Reputation: 21830
In a perfect world, I'd have a bunch of data readily available to me without any time spent asking for and receiving it. But in the context of real applications, like google or facebook, you have a mountain of data stored in a database that requires time to query, and then you're trying process that data in order to draw meaningful conclusions / relationships.
In the context of counting and sorting lots of data in sql, you'd store data in summary tables to avoid the processing... and just update those tables with cron. But statistical analysis and nlp seems to be different.
The question is, at what point in the lifespan of data should the actually statistical/nlp/etc analysis occur?
Upvotes: 0
Views: 126
Reputation: 5082
The way you usually do this is collect data, have it some sort of database (SQL or NoSQL) and then for processing dump it into a hadoop grid if it's a huge amount of data; otherwise do whatever you usually do. Then you have jobs analyzing that data and feeding the results back to you.

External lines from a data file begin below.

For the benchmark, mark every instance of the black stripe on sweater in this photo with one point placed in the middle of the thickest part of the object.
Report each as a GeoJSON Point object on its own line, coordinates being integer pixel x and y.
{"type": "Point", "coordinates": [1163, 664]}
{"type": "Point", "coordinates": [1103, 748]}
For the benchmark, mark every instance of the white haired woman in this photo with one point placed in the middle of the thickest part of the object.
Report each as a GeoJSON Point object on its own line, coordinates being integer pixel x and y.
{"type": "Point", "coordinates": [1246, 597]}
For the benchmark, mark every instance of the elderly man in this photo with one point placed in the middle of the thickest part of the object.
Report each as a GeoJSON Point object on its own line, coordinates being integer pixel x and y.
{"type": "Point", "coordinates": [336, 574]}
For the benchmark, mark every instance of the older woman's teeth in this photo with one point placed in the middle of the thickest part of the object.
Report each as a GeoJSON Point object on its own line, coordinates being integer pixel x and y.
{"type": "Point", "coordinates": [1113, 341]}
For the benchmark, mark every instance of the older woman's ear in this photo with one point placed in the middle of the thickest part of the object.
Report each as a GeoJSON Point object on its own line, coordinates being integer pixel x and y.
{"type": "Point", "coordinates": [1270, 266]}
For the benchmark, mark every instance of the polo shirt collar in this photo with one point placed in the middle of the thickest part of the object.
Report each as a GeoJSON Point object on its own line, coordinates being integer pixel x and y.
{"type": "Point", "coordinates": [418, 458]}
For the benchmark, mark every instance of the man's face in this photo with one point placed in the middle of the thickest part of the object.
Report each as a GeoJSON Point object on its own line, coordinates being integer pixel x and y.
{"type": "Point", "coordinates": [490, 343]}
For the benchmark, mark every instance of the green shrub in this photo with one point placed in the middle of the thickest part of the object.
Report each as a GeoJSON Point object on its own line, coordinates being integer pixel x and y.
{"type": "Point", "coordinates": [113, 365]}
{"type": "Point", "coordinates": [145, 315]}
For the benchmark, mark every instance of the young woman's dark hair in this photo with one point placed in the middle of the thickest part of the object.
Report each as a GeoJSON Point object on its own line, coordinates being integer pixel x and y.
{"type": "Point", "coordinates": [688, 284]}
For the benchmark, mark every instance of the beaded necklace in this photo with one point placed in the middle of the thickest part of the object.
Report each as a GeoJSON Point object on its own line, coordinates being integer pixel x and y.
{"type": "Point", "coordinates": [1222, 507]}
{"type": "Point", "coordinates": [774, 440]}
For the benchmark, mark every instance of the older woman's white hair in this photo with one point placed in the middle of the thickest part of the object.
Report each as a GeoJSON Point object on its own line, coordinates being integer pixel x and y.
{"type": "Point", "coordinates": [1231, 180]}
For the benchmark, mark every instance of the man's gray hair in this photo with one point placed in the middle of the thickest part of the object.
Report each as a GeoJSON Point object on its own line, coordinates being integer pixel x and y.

Get data -> Store it -> Dump it -> Analyze it -> Use results of offline analysis
Data crunching on an actual database just doesn't work too well.
Upvotes: 1
Reputation: 16099
Depends what you have in mind when you say NLP. The moment a few tens of tweets/status updates stored somewhere you can start reading and analysing them. It's probably not a great idea to repeatedly query your only production server while the NLP is taking place- you might want to take a dump of whatever data there are and work from there.
Upvotes: 0